I'm also interested in your relationship with Romero and what you have written about the spiritual/ religious aspects of peace and the ideas inherent in liberation theology. Sometimes I think poetry can be a kind of theology, for me a process theology whereby human actions co-create the world with God, a creative collaboration. I wonder if liberation theology has shaped your ars poetica or your relationship to the word (lowercase and uppercase W).
I share your interest in the co-creation of the world, and in regarding writing as something essentially spiritual. In those days, I was deeply influenced by Gustavo Gutierrez and other liberation theologians. For me, their idea of praxis concretized some of the more wildly visionary writings of such thinkers as Teilhard de Chardin, an earlier influence. In El Salvador, I felt the presence of a spiritual life held in common, and of deeply human origin. I am forever grateful to have been surrounded by such people, and to have known them—St. Oscar Romero, yes, and the community as a whole.
Which writers do you recommend turning to in these dark times of so much hatred at our borders? What is that feeling one has in a nation on the brink of violence that we must all watch for? Is there a critical juncture before there is no turning back?

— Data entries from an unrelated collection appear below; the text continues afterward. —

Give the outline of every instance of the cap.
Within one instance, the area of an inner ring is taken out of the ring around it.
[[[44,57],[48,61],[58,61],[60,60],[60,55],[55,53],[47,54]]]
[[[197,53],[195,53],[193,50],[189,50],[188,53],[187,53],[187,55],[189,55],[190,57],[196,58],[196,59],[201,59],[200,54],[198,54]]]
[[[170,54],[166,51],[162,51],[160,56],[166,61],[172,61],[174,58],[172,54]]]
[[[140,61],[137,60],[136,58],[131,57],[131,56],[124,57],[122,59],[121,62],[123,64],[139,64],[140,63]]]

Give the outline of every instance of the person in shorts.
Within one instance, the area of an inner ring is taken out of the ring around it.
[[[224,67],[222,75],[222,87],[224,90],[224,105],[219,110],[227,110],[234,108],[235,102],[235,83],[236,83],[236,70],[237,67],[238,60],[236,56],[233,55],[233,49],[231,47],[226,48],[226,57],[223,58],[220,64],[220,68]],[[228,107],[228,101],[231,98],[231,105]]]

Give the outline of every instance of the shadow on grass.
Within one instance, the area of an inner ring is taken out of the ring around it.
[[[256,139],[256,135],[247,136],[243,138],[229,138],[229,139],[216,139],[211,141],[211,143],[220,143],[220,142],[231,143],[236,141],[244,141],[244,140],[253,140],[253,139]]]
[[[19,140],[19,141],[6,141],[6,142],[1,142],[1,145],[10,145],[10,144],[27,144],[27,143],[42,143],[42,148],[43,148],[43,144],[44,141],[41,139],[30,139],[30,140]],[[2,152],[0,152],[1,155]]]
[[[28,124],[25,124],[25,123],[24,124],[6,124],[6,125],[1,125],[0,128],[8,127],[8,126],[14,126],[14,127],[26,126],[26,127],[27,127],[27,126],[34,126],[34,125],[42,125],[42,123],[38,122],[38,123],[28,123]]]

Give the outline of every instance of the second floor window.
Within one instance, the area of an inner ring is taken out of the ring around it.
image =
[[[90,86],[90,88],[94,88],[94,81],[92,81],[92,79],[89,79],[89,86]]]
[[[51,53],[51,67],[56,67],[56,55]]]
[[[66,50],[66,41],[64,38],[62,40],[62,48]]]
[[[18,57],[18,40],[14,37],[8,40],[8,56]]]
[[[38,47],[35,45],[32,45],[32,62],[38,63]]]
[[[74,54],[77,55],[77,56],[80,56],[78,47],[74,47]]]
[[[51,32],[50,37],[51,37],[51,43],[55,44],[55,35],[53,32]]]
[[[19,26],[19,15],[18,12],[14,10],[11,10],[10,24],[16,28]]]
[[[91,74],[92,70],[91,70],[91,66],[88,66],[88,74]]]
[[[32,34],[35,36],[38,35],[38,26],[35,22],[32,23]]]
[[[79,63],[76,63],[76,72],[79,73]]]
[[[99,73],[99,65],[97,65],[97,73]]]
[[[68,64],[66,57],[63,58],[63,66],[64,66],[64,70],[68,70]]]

You are right to recognize our time as one of grave peril, not only in the United States, but as this is where we find ourselves, in the richest and most militarily powerful nation, this is where we must act. It is later than many realize. I recommend a prose work, Milton Mayer’s They Thought They Were Free: The Germans, 1933-45. For deep spiritual awareness, Gravity and Grace by Simone Weil. To augment our understanding of history, or rather to begin to understand who we are and have been as a nation, Edward Baptist’s The Half Has Never Been Told: Slavery and the Making of American Capitalism,” where in he answers a question seldom asked: why is the United States the wealthiest nation on earth, and what is the origin of that wealth? This is a time to clear our minds of false histories and damaging myths. Clarity is of utmost importance. Clarity, and also courage, which we find within ourselves when most needed. And read as much poetry as you possibly can.